実のところ、マセラティにしろアルファ・ロメオにしろ、市販のモデルが同じクラスで最も速かったことなんて、歴史上ただの一度もない。ただしそれは、技術の問題ではない。モータースポーツの世界では猛威を振るってきたし、その気になれば最速を可能にする力も十分に持ち合わせていたのに、常に寸止め。きっと刹那的な喜びなんて目指していないのだ。ならばどこを見つめてクルマをつくっているのか。それは楽しさや気持ちよさ、高揚感、つまりはエモーショナルであること、そこに尽きるのだろう。
自分のよく知るアルファなどは、第2次大戦が終わってからこっち、プロダクションモデルのすべてが、誰もが濃厚なエモーションとともに日々を暮らせるようにできていた。しかも、僕たちのような一般庶民でもがんばれば手の届くところにあり続けている。そしてマセラティも、同じように確かな哲学を持ち、そこに根ざしたクルマづくりを延々と続け、同じようにファンを歓喜させ続けている。だから僕も引かれるのだな……。と、MCプーラ チェロに試乗してあらためて実感した。いや、こちらは一般庶民にはなかなか手が届かないという違いはあるのだが。

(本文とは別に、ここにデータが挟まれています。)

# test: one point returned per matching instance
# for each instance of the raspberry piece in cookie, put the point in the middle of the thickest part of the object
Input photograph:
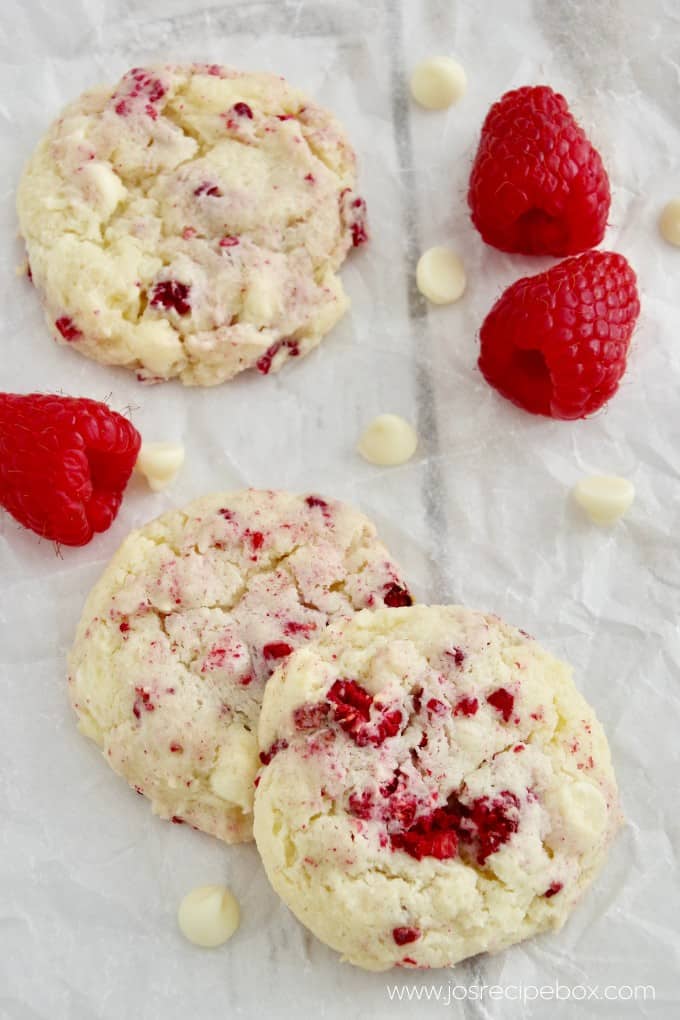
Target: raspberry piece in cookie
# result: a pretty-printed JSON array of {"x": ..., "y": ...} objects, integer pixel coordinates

ご存じの方には釈迦(しゃか)に説法だろうけど、マセラティは1914年の創業。1910年創業のアルファとほぼ同じ時代に誕生しているわけだ。創業から間を置かずにモータースポーツに傾注し、数々の栄冠を勝ち取ってきたことも共通している。ある意味ではライバル関係ですらあった。何度も倒れかけては、そのたびに誰かが手を差し伸べてきた数奇な来歴も、並べたら絵巻物ができるほど数々の逸話を持つところも似ている。その両社が、第2次世界大戦の後、程度の差こそあれ、スピードやパワーに依存しない自分たちの哲学、美学にのっとったクルマを世に送り出し、多くの人たちの心を満たし続けている。この事実はとても興味深いし、とても喜ばしい。